No primeiro filme, a homossexualidade do personagem é sugerida em uma passagem e na outra temos a confirmação. Mas as coisas são discretas no filme, as cenas não são explícitas. É um filme com bastante silêncio e com cenas com plano-sequências interessantíssimos. Me soou um pouco moralista e clichê, já que a revolta do filho após supor a orientação sexual do pai já era esperada, assim como a surra que leva dos outros meninos quando sabem que seu pai é gay. Pior ainda é o destino do menino, que não dava bola para o serviço do pai e demonstrava não só não ter tato, mas não ter vontade para seguir sua profissão de artista, mas que quando do suicídio do pai torna-se um artista. Mais clichê impossível.

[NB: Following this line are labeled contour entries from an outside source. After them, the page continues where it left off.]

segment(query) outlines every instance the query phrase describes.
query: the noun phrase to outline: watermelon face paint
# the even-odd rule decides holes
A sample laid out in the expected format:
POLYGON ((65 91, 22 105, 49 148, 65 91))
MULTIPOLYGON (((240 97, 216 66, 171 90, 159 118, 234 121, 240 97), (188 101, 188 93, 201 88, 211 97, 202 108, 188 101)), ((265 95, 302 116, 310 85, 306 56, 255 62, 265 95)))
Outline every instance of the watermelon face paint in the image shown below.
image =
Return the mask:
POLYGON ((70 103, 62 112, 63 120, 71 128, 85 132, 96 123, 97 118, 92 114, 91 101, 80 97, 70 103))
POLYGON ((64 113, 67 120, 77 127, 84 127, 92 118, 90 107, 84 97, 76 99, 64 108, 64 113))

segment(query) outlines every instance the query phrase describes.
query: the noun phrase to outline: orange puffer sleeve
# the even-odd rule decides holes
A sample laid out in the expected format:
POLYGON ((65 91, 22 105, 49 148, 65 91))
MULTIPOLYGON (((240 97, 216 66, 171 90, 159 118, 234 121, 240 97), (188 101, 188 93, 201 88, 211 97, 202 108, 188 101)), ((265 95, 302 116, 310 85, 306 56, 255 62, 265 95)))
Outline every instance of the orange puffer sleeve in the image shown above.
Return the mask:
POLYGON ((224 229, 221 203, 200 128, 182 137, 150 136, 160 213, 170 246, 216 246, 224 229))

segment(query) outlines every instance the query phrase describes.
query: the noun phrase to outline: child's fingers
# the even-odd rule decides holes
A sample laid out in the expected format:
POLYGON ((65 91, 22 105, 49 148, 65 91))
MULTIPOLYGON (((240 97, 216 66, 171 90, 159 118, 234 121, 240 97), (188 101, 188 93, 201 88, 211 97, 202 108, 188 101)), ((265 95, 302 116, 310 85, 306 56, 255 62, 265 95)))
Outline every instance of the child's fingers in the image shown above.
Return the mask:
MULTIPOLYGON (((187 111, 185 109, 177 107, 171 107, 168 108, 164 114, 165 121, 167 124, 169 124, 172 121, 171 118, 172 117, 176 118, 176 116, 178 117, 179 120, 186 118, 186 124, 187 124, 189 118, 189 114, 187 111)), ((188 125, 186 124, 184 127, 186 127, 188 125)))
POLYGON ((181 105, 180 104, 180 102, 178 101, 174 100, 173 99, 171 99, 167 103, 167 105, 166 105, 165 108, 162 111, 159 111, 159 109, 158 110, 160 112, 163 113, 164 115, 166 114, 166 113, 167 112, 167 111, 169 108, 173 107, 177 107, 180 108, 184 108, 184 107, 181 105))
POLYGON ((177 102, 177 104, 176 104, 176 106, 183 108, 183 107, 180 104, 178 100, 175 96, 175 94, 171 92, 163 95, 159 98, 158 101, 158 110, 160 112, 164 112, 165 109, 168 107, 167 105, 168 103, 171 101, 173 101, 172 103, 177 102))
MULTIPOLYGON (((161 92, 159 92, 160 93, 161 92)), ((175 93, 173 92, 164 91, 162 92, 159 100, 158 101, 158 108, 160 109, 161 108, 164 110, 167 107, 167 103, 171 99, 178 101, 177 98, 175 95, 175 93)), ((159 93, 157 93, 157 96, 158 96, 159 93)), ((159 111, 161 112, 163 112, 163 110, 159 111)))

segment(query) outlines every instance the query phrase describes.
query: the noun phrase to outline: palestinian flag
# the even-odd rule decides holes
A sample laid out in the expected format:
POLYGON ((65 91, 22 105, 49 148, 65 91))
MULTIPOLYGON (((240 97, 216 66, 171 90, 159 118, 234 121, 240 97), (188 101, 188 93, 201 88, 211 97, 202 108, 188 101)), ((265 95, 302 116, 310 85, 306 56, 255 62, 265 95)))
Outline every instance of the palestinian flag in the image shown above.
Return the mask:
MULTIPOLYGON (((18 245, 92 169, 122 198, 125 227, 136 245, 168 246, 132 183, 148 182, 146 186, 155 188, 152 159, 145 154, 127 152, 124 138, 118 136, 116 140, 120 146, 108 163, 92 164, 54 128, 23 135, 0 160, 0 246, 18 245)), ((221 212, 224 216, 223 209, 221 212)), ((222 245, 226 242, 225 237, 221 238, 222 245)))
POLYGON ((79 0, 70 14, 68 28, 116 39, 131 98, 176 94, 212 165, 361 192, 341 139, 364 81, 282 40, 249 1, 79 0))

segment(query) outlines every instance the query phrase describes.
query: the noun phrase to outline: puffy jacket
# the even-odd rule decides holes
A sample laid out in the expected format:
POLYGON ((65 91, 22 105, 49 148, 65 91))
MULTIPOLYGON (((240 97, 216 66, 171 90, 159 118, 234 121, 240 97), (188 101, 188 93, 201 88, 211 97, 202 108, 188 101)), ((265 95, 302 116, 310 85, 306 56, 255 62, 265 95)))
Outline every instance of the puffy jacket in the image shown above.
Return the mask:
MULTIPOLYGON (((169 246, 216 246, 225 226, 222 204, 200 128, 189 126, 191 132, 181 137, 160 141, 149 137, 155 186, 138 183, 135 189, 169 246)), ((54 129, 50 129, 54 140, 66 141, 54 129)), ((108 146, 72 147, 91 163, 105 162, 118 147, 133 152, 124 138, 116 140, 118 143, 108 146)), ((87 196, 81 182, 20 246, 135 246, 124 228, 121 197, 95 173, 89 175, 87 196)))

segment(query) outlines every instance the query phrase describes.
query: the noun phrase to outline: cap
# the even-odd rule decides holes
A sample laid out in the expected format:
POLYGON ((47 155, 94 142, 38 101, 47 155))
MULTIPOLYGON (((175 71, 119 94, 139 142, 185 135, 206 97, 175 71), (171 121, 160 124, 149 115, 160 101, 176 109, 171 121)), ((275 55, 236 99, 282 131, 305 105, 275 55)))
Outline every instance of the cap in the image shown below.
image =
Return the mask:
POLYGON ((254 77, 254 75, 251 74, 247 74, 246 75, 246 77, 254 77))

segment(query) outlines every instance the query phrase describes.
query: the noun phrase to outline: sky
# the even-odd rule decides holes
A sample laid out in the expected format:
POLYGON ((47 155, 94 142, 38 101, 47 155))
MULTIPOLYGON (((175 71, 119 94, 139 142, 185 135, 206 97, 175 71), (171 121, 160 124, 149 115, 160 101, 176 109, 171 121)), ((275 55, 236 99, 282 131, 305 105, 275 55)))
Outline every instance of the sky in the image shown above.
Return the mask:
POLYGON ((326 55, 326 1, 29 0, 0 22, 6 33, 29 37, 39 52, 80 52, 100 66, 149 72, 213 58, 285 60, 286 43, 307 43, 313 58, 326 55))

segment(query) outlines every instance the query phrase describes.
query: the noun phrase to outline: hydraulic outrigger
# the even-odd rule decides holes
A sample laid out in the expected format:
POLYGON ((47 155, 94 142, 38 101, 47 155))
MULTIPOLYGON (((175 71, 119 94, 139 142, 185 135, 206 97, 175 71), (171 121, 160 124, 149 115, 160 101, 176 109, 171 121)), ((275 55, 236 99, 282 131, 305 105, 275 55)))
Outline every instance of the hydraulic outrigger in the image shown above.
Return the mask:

Do outro lado temos também um filme com muitos silêncios, que tenho visto ser recorrente em longas com temática ou traços indígenas, como o são estes dois, mas também poderíamos colocar na conta Los silêncios, Chuva é cantoria na aldeia dos mortos, e alguns filmes do Apitchatpong Weerasethakul. Os dois filmes tem uma questão de gênero implicada, o primeiro na omissão da sexualidade de consequente traição da mulher do personagem; no segundo pela forma como a personagem busca se defender dos abusos sexuais cometidos provavelmente com sua mãe – o pai não aparece no filme, seria ela filha de um estupro da época da ditadura? Interessante mobilizarmos essa noção de gênero para falar de sujeitos cuja cosmovisão não é ocidental.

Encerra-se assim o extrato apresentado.